It’s that time of year when companies start to consider internships. College students frequently look to internships to gain valuable work experience. Our current economy has created a situation in which many college students are willing to take on such internships unpaid. The interns get work experience to fill their resumes and the companies get extra help at no cost. Sound too good to be true? It is.
Although unpaid internships sound like an attractive proposition for companies, federal law places strict guidelines on the types of internships that are permitted to be “unpaid.” Under the Fair Labor Standards Act (FLSA), covered and non-exempt individuals who are permitted to work must be compensated for the services they perform for an employer. Internships in the for-profit, private sector will almost always be viewed as employment under the FLSA, unless the following test is met:
1. The internship, even though it includes actual operation of the facilities of the employer, is similar to training which would be given in an educational environment;
2. The internship experience is for the benefit of the intern;
3. The intern does not displace regular employees, but works under close supervision of existing staff;
4. The employer that provides the training derives no immediate advantage from the activities of the intern; and on occasion its operations may actually be impaired;
5. The intern is not necessarily entitled to a job at the conclusion of the internship; and
6. The employer and the intern understand that the intern is not entitled to wages for the time spent in the internship.

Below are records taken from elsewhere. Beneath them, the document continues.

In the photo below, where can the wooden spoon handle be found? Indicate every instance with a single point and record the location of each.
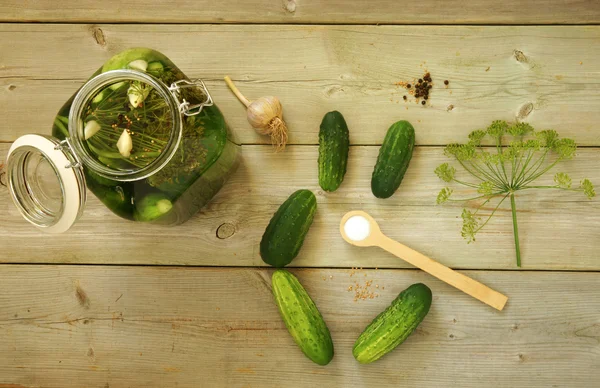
(445, 274)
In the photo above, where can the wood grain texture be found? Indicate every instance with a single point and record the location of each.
(304, 11)
(178, 327)
(228, 231)
(547, 76)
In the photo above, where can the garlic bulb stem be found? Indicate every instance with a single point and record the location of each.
(125, 144)
(236, 91)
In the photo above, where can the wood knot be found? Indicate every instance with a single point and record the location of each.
(82, 297)
(98, 36)
(520, 57)
(225, 230)
(289, 5)
(524, 111)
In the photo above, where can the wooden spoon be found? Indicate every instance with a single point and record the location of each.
(376, 238)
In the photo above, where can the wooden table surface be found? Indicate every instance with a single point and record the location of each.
(117, 304)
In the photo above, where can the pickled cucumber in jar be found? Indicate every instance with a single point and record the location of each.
(144, 156)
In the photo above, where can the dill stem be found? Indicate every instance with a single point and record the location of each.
(492, 214)
(61, 127)
(515, 228)
(537, 164)
(466, 183)
(487, 175)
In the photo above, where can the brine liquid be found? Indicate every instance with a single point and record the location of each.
(204, 160)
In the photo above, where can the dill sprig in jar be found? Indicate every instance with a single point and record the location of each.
(146, 140)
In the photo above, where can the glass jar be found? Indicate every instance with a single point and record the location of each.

If all of the above factors are met, then an employment relationship does not exist under the FLSA and the internship may be unpaid. This determination is made by looking at all facts and circumstances of the internship program. If the above factors are not met, then the intern must be paid at least the minimum wage and overtime compensation for hours worked over 40 hours in a workweek.
Significantly, the definition of “an educational environment” under this test is narrow. As a general rule, interns that are engaged in the operations of the employer or are performing productive work such as filing, clerical work or customer service-type work are not excluded from the FLSA’s wage and overtime requirements – even though they may in fact be receiving the benefit of a new skill or work experience – because the employer benefits from the intern’s work. Instead, unpaid internships must be structured around a classroom or academic experience, such as internship programs that are supervised by a college or university that provides educational credit. In such situations, the intern does not perform routine work of the for-profit business on a regular and recurring basis but rather “shadows” or observes the business’s operations under close and constant supervision of regular employees.

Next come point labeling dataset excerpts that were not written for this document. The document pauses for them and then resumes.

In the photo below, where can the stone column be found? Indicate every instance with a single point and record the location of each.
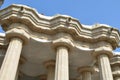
(102, 54)
(43, 77)
(115, 64)
(86, 72)
(62, 66)
(10, 64)
(50, 65)
(117, 78)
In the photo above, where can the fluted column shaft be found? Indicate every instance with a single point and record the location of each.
(51, 73)
(117, 78)
(86, 72)
(62, 69)
(86, 75)
(50, 65)
(11, 60)
(104, 66)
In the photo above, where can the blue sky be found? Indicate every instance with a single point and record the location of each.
(87, 12)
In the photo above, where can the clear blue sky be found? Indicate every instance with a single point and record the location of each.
(86, 11)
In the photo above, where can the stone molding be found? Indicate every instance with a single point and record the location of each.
(17, 32)
(86, 69)
(102, 50)
(49, 63)
(63, 42)
(55, 24)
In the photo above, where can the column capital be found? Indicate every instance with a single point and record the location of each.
(50, 63)
(63, 42)
(86, 69)
(102, 50)
(17, 30)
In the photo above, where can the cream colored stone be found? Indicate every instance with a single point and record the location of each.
(50, 65)
(10, 63)
(62, 64)
(45, 34)
(104, 66)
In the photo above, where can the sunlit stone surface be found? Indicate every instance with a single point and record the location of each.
(39, 47)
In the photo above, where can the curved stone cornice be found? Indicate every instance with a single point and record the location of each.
(17, 32)
(59, 23)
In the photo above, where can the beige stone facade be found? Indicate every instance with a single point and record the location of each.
(38, 47)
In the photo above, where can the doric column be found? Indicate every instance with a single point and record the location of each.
(43, 77)
(62, 67)
(86, 72)
(115, 64)
(62, 47)
(50, 65)
(17, 38)
(102, 54)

Unpaid internships should not be used as a “trial period” for individuals seeking permanent employment at the end of the internship period. Interns placed with the expectation that they will be hired at the successful conclusion of the trial period are generally considered employees under the FLSA.

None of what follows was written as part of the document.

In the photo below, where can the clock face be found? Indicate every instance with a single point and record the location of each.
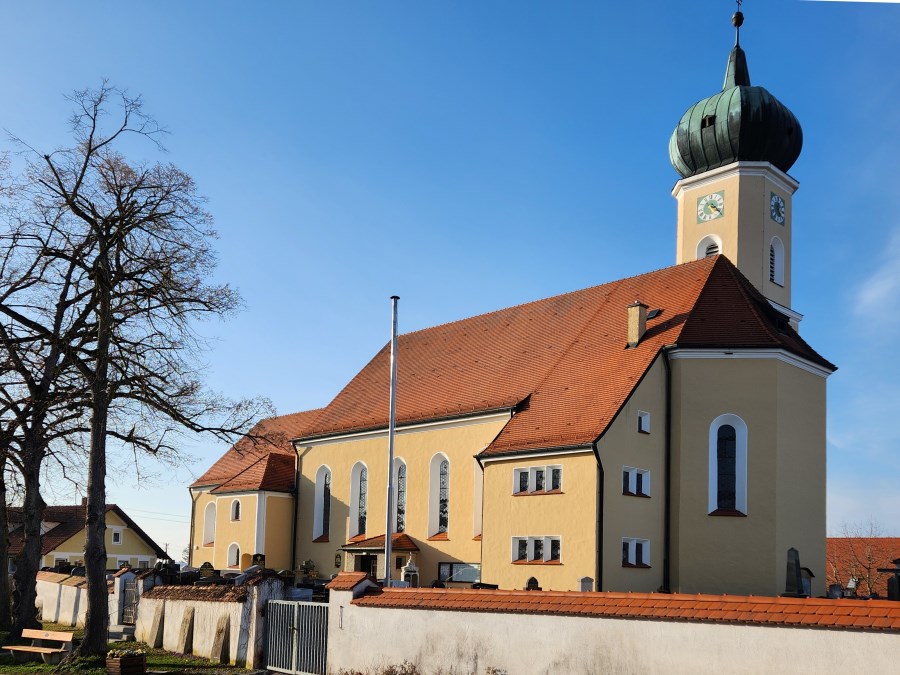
(710, 207)
(776, 209)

In addition to following the FLSA’s six-part test, companies looking to create unpaid internships should also check state law requirements. In the long run, unpaid internships may be more costly than hiring interns and paying them minimum wage. Employees cannot waive their FLSA rights, even if they want to. Thus, the existence of a written agreement establishing that the internship is unpaid (mandatory under the six-factor test above) will not, standing alone, free a company from liability under the FLSA since all parts of the six-part test must be met.